Wali Kota Eri Buka Suara soal 4 Kasus Kekerasan Anak di Awal Tahun

Wali Kota Eri Buka Suara soal 4 Kasus Kekerasan Anak di Awal Tahun

Esti Widiyana - detikJatim
Rabu, 24 Jan 2024 21:47 WIB
Walkot Eri Cahyadi saat menyampaikan keterangan di Balai Kota.
Wali Kota Surabaya Eri Cahyadi. (Foto: Esti Widiyana/detikJatim)
Surabaya - 4 Kasus kekerasan terhadap anak terjadi di Kota Pahlawan pada awal tahun 2024. Padahal Surabaya mempunyai predikat Kota Layak Anak (KLA) yang diraih Surabaya selama 5 kali berturut-turut.

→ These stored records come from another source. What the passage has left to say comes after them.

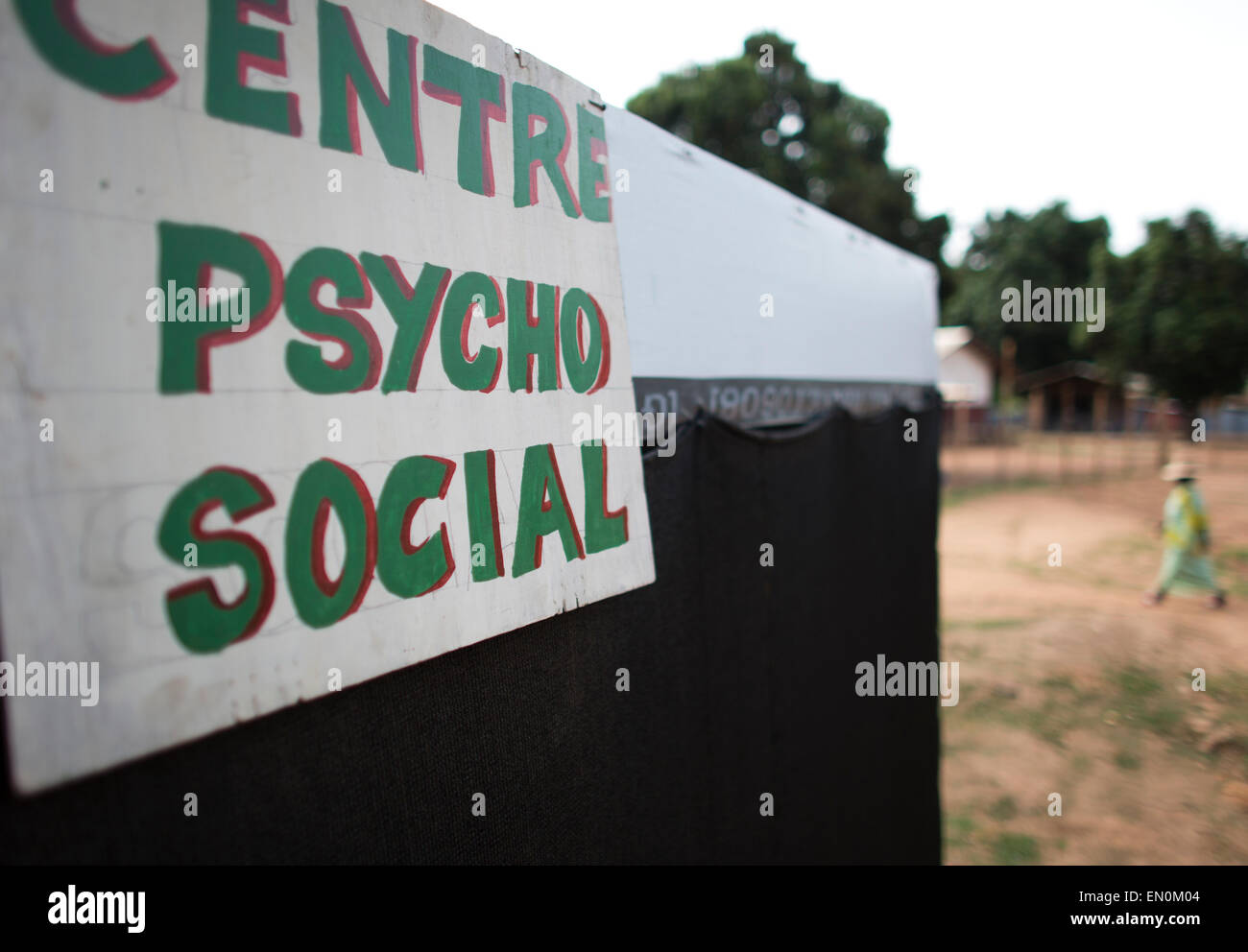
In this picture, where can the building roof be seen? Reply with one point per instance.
(1069, 369)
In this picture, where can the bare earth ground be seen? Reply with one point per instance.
(1068, 685)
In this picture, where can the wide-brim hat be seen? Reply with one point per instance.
(1173, 472)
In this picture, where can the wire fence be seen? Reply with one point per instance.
(1022, 457)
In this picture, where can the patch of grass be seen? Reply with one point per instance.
(959, 830)
(1061, 711)
(1015, 850)
(1230, 689)
(1140, 702)
(1136, 684)
(1003, 809)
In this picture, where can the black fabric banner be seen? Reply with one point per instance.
(741, 684)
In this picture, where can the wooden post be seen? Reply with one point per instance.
(1162, 429)
(1068, 424)
(1035, 425)
(962, 422)
(1005, 406)
(1099, 419)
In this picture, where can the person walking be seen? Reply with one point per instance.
(1186, 535)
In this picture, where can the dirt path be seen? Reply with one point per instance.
(1069, 686)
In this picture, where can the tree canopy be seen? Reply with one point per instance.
(764, 112)
(1178, 310)
(1049, 250)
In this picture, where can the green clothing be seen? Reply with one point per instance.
(1186, 532)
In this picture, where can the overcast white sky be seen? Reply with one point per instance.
(1132, 108)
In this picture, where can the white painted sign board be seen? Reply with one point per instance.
(370, 458)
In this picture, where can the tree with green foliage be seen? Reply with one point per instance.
(1178, 310)
(764, 112)
(1049, 250)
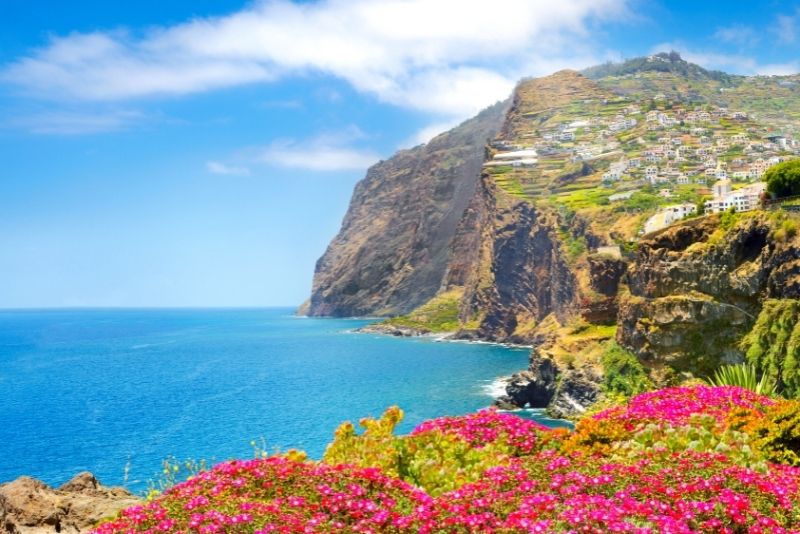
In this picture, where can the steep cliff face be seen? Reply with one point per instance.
(520, 226)
(520, 275)
(697, 288)
(392, 251)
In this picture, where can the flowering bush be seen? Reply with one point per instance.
(277, 495)
(440, 454)
(674, 419)
(519, 436)
(682, 493)
(775, 434)
(677, 406)
(670, 461)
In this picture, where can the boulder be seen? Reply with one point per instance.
(29, 506)
(534, 387)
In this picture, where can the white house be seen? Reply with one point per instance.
(668, 215)
(745, 199)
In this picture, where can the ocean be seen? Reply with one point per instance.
(115, 392)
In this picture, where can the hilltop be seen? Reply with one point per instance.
(567, 218)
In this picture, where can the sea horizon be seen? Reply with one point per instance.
(85, 387)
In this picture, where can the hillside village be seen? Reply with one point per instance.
(679, 155)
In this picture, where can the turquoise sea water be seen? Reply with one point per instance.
(116, 391)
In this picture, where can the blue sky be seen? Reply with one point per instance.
(202, 153)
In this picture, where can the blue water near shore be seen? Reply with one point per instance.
(116, 391)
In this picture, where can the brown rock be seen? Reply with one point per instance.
(29, 506)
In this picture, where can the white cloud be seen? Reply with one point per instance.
(737, 34)
(786, 28)
(215, 167)
(736, 63)
(447, 56)
(429, 132)
(76, 123)
(325, 152)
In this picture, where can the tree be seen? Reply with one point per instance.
(783, 179)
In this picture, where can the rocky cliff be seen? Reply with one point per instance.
(469, 235)
(697, 288)
(28, 506)
(392, 251)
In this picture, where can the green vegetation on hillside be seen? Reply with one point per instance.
(440, 314)
(773, 345)
(783, 179)
(624, 373)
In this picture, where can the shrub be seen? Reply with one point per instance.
(615, 430)
(783, 179)
(276, 495)
(775, 433)
(623, 372)
(439, 455)
(689, 492)
(773, 344)
(744, 376)
(687, 459)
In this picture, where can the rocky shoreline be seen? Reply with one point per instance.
(564, 393)
(29, 506)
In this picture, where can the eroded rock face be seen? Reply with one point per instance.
(534, 387)
(692, 298)
(29, 506)
(577, 390)
(392, 252)
(520, 272)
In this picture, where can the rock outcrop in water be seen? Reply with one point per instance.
(28, 506)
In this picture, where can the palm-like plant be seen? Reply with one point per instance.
(745, 376)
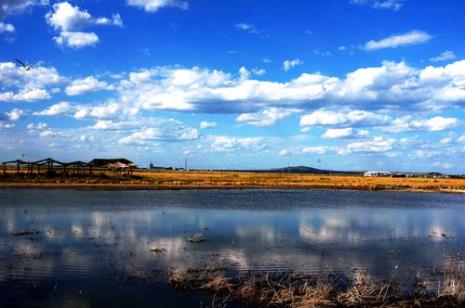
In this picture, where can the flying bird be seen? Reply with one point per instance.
(26, 66)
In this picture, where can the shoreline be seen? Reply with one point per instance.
(141, 187)
(204, 180)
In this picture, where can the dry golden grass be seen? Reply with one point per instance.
(204, 179)
(143, 179)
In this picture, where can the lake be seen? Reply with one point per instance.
(89, 248)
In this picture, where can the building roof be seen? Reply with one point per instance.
(102, 162)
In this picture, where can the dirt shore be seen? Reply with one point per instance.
(163, 180)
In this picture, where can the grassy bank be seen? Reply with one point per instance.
(290, 289)
(232, 180)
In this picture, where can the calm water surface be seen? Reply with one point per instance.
(95, 247)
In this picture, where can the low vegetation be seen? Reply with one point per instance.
(299, 290)
(142, 179)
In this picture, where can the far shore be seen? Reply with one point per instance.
(179, 180)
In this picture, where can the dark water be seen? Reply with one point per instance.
(94, 248)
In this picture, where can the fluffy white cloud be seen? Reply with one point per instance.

Kasus yang menimpa anak itu terdiri dari tiga kasus pelecehan seksual dan satu yakni kekerasan dalam rumah tangga. Lalu bagaimana dengan predikat sebagai kota layak anak?

Wali Kota Surabaya Eri Cahyadi pun buka suara. Eri menegaskan Surabaya tetap menjadi kota layak anak.

"Ketika menjadi kota ramah anak atau kota layak anak, bukan kejadiannya, tapi apa yang dilakukan pemerintah dan warganya untuk sosialisasi ke warga setempat, karena kejadian ini, dari sekian juta orang kasusnya berapa orang," kata Eri, Rabu (24/1/2024).

Eri mengaku telah telah menyampaikan ke Menteri Pemberdayaan Perempuan dan UNICEF bahwa KLA tidak melihat kasus tersebut sebagai kota layak anak. Melainkan upaya apa saja yang telah dilakukan pemerintah hingga masyarakat.

"Pikirnya kota layak anak kok ada kekerasan anak, bukan itu yang dilihat, tapi apa yang dilakukan masyarakat mengamankan, sosialisasi, apa yang dilakukan pemerintah, itu yang dilakukan menjadi kota ramah anak dan layak anak," jelasnya.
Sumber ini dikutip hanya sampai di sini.